Vor der Sterbehilfedebatte: Fünf Positionspapiere zur Diskussion

Berlin – Vor der ersten großen Debatte zum Thema Sterbebegleitung liegen dem Bundestag Positionspapiere von fünf Parlamentariergruppen vor. Einen Tag vor der sogenannten Orientierungsdebatte erläuterten heute Grünen- und Linken-Abgeordnete ihre Vorstellungen, wonach Sterbehilfevereine weiterhin zugelassen werden sollen. „Wir setzen uns dafür ein, die von Angehörigen, Nahestehenden, Ärzten und Sterbehilfevereinen geleistete Beihilfe zum Freitod weiterhin straflos zu lassen“, heißt es in einem Papier, das Renate Künast (Grüne), Petra Sitte (Linke) und Kai Gehring (Grüne) vorlegten.
Von der Debatte erhoffen sich die Parlamentarier eine breite öffentliche Diskussion über Sterbebegleitung. Bis Ende Februar zur ersten Lesung wollen die fünf Gruppen Gesetzentwürfe vorlegen. In der zweiten Jahreshälfte 2015 soll dann ein Gesetz verabschiedet werden.
Kommerziell arbeitende Vereine schließen die Grünen- und Linken-Abgeordneten aus. Der Gesetzgeber müsse Sterbehilfevereine darauf verpflichten, nur Unkosten deckend zu agieren.

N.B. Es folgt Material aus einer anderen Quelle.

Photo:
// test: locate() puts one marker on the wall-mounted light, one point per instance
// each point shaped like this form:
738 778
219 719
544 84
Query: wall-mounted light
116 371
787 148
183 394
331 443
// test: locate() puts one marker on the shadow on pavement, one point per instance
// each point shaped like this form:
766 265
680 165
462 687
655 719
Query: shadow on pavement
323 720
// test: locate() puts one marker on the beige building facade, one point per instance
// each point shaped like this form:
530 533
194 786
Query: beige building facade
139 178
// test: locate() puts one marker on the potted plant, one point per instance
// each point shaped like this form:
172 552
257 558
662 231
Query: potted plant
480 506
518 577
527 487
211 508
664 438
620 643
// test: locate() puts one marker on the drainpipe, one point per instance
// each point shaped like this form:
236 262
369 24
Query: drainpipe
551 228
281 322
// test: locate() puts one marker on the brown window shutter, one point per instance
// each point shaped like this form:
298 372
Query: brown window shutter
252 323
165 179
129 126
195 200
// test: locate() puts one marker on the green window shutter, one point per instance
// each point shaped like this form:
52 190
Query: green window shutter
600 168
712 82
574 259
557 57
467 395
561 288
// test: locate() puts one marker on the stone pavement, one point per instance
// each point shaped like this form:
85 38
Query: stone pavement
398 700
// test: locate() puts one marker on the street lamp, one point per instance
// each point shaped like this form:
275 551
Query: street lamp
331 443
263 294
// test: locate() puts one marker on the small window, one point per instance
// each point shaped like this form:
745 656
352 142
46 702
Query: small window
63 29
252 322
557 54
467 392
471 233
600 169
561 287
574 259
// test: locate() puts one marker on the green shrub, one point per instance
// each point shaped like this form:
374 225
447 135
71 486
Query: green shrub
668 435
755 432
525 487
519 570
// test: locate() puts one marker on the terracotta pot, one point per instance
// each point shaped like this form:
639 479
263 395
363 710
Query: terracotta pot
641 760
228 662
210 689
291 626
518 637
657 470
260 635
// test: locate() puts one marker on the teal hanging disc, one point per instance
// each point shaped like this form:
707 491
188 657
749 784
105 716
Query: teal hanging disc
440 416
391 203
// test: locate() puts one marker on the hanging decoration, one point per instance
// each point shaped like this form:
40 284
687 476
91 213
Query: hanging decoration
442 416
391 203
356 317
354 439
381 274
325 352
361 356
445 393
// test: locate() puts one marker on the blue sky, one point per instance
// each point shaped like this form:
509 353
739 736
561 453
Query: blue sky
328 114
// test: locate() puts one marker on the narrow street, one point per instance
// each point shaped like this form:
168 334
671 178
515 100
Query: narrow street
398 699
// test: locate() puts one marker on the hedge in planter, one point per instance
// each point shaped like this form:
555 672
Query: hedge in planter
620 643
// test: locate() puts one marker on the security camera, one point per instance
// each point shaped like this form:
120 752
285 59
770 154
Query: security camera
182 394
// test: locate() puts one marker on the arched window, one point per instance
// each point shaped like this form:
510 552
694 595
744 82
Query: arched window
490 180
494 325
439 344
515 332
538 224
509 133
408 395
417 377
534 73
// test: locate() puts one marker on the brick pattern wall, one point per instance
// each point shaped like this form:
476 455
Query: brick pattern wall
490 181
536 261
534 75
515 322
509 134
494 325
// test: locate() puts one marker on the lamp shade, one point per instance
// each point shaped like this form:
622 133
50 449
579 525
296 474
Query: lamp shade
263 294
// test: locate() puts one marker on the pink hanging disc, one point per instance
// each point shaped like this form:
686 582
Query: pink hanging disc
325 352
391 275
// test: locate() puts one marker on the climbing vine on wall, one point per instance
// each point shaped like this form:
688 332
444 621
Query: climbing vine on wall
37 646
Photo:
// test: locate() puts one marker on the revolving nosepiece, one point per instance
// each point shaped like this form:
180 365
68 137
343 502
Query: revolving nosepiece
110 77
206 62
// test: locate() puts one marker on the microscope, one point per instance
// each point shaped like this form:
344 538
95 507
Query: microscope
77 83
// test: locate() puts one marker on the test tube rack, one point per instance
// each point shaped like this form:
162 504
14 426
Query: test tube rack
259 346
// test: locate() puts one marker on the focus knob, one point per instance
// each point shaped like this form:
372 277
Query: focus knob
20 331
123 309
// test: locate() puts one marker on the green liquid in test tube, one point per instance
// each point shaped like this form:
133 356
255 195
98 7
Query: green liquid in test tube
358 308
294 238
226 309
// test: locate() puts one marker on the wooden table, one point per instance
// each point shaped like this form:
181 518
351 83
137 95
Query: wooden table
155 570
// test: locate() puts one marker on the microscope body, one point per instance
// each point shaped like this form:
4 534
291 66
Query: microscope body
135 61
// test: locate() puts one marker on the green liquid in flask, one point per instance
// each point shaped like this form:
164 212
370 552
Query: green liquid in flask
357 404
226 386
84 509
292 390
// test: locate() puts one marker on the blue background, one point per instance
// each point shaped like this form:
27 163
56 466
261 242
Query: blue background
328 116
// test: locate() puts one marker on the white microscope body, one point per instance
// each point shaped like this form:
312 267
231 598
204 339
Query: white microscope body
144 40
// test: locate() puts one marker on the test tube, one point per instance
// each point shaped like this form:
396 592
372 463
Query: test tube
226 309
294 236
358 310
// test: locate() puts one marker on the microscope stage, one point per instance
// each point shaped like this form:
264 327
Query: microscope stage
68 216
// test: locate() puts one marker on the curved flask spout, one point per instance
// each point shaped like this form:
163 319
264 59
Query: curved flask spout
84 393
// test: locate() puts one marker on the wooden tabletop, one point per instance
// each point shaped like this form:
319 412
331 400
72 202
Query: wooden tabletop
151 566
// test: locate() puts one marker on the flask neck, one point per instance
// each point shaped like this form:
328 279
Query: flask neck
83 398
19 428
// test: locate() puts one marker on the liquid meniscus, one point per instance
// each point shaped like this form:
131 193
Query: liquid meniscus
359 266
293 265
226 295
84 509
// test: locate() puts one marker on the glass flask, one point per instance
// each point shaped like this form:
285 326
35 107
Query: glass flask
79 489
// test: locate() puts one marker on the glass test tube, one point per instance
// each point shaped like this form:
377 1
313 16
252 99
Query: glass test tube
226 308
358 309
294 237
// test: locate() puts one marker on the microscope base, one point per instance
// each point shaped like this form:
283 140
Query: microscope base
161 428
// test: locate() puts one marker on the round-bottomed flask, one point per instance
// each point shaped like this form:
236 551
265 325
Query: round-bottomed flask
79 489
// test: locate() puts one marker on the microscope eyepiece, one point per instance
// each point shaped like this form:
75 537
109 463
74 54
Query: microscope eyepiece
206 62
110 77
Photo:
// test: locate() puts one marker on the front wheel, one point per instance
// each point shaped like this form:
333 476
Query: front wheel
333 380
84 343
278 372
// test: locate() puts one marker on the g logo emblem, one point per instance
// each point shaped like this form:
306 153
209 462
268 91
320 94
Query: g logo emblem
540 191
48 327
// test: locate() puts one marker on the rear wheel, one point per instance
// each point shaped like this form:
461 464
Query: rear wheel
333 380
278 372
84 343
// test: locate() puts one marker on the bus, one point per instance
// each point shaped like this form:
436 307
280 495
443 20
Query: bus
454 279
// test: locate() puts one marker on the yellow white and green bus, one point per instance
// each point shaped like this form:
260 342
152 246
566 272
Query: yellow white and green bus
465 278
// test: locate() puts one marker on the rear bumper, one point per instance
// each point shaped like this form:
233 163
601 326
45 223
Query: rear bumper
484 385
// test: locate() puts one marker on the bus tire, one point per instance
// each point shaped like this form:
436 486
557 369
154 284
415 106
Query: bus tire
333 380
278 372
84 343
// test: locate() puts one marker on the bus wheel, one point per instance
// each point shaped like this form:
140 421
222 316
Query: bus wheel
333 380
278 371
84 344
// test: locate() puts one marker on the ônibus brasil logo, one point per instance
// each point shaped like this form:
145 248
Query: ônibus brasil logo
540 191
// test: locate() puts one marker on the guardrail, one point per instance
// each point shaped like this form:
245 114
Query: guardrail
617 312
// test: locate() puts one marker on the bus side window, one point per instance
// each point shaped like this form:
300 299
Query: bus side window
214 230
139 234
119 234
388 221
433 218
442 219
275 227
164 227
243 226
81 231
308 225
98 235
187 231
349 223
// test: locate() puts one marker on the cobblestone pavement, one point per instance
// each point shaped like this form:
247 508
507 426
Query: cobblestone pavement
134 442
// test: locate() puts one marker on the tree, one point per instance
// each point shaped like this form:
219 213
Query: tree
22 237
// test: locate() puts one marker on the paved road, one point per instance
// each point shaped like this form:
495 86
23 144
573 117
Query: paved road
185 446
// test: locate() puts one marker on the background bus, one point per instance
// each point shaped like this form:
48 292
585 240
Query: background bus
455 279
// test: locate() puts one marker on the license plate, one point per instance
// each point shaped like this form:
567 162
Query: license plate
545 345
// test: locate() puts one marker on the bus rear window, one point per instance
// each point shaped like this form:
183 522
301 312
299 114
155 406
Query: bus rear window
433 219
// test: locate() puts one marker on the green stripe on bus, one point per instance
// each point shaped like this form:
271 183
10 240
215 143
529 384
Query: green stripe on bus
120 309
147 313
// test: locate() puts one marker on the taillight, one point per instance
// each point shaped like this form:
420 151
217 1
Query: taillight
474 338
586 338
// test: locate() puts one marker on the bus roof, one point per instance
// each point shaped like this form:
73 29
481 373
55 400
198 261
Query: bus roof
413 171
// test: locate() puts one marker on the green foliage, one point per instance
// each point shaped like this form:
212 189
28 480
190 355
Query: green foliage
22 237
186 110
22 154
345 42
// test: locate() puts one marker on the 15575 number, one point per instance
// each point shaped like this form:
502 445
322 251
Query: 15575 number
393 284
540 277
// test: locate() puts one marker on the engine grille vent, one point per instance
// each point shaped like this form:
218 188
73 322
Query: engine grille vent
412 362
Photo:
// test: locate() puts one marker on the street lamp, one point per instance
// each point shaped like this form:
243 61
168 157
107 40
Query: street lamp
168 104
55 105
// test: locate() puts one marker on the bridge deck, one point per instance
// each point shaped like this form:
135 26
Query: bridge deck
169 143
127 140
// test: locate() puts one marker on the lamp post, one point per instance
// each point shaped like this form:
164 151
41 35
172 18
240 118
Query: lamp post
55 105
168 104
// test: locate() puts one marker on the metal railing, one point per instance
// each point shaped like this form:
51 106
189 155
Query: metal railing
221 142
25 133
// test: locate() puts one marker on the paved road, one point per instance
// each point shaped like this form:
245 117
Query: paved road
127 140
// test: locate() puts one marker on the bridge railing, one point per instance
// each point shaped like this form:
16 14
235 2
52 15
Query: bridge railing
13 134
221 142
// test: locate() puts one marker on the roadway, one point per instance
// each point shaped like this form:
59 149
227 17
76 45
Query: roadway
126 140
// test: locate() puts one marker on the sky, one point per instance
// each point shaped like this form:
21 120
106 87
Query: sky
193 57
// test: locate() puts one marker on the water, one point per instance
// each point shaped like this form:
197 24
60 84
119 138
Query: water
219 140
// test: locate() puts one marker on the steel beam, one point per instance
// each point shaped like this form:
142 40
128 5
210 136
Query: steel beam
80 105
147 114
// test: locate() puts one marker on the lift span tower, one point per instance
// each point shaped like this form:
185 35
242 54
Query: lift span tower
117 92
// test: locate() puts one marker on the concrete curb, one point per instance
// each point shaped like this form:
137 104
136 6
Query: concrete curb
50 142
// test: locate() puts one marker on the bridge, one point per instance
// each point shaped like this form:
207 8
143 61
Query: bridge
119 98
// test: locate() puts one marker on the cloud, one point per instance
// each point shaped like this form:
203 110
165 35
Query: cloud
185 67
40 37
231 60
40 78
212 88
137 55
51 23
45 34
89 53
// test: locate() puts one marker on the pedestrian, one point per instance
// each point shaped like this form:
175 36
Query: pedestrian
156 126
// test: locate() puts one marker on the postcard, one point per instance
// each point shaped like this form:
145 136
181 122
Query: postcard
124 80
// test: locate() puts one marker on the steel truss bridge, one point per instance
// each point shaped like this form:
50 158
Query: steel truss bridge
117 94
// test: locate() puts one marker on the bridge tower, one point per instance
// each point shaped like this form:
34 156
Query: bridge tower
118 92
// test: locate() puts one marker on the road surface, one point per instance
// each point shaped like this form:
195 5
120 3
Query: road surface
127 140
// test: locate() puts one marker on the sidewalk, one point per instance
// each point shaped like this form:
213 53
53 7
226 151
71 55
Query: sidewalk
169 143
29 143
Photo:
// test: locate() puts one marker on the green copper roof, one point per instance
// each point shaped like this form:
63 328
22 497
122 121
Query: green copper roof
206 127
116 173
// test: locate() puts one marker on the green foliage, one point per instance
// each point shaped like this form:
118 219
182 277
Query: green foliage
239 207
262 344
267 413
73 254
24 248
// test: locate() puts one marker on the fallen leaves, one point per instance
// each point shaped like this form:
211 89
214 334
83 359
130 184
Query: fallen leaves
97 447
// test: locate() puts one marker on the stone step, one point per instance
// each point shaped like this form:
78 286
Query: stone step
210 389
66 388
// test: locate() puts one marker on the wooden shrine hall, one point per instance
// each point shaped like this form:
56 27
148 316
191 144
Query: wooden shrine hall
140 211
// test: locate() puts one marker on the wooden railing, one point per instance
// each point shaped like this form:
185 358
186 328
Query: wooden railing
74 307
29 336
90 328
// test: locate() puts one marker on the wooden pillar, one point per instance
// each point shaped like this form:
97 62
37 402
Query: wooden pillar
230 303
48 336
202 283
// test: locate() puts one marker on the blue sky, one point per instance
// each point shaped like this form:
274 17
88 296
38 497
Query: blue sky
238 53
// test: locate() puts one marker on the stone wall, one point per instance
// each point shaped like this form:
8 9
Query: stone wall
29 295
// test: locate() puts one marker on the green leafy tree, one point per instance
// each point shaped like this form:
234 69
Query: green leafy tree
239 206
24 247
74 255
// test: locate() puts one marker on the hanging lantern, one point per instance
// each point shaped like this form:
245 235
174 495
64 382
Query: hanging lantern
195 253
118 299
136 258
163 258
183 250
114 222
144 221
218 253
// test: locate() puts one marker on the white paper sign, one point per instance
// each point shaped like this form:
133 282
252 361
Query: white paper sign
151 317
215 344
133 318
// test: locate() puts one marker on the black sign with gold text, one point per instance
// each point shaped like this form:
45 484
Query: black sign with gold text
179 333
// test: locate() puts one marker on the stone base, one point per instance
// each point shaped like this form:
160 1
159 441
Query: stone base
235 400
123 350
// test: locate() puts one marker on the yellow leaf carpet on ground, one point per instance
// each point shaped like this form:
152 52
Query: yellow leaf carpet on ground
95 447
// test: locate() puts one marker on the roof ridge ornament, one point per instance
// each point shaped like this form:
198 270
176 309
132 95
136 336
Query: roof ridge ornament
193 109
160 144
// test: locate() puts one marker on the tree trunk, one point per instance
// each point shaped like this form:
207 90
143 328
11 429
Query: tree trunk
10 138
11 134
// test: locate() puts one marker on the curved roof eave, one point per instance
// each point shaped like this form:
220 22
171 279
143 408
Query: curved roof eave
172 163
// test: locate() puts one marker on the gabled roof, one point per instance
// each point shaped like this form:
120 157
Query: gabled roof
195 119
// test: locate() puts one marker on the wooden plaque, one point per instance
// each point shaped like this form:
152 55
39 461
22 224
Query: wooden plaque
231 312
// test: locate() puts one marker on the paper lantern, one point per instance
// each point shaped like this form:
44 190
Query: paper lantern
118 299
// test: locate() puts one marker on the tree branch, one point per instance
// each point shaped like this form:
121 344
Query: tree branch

Der Suizid sei in Deutschland nicht strafbar, und die Beihilfe zur Selbsttötung sei ebenfalls straffrei. „Wir meinen, es soll bei der Rechtslage bleiben, wonach Vereine und Ärzte nach dem Strafrecht Beihilfe zum selbstbestimmten Freitod leisten dürfen“, so das Fazit der Abgeordneten-Gruppe.
Die vier anderen Abgeordnetengruppen lehnen Sterbehilfevereine ab und betreiben – mehr oder weniger gezielt – deren Verbot. Die Mehrheit der Unionsfraktion legte bereits gestern ein Papier vor, in dem eine Verbesserung der Palliativ- und Hospizangebote im Mittelpunkt steht. Dabei geht es um die pflegerische und medizinische Versorgung sterbenskranker Menschen. Die Gruppe will jegliche organisierte Sterbehilfe verbieten - auch eine organisierte Form des ärztlich begleiteten Suizids.
Ausgenommen von einem solchen Verbot seien Angehörige sowie behandelnde Ärzte, die im Einzelfall ein Medikament zum Suizid zur Verfügung stellen. Sie dürfen dies aber nicht „zum regelmäßigen Gegenstand ihres ‚Behandlungs‘-Angebots machen“, heißt es in dem Papier. Anders als eine Gruppe von Koalitionsabgeordneten um den Bundestagsvizepräsidenten Peter Hintze (CDU) und SPD-Fraktionsvize Carola Reimann sieht die Mehrheit der Unionsfraktion keine Notwendigkeit, die bisherigen gesetzlichen Bestimmungen für Ärzte neu zu regeln.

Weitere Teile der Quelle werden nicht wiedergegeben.